Critical Languages Website
Coordinator, JANE CANOVA
The Critical Languages Program enables students to study important foreign languages not taught in regular courses at Williams. The languages offered are Arabic, Hebrew, Hindi, Korean, and Swahili. Each may be studied for one year at the elementary level.
All courses adhere to the guidelines of the National Association of Self-Instructional Language Programs (NASILP). Students work independently with standard language textbooks and individual cassette tapes for roughly ten hours per week and attend two one-hour group review sessions per week with native-speaking tutors. Language faculty from other institutions will conduct the midterm and final exams and determine the final grades.
To be eligible for a Critical Languages course, the student must:
* demonstrate proven capability for independent work and previous success in foreign language study;
* explain how study of the language will integrate with his or her major or other academic interests;
* present a letter of recommendation from a Williams faculty member;
* in some cases take a pretest for placement;
* have attained sophomore standing or higher;
* have at least a 3.00 Grade Point Average.
Interested students should obtain an application form for the desired course in early April. Forms are available at the Center for Foreign Languages, Literatures, and Cultures in Weston Hall.
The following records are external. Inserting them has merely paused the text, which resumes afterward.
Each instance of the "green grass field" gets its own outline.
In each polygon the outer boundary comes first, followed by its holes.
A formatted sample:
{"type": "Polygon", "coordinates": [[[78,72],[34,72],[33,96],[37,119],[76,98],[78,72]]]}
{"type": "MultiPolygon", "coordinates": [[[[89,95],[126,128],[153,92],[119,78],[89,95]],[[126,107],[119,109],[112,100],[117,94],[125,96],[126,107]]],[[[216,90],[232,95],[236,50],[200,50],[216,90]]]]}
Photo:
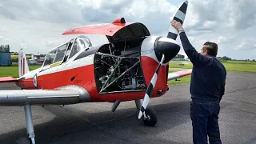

Students must meet with the program coordinator and hand in the completed application forms no later than one week before preregistration. The application must be approved before registering for the course.
Students should note that Critical Languages courses are hyphenated, meaning no credit is given for the first semester until the second semester is successfully completed. Students must normally begin a course in the fall semester. It cannot be taken Pass/Fail.
A Critical Languages course will be scheduled only if and when at least two students are accepted into the course. Students planning to register for the course must attend an organizational meeting the first week of each semester.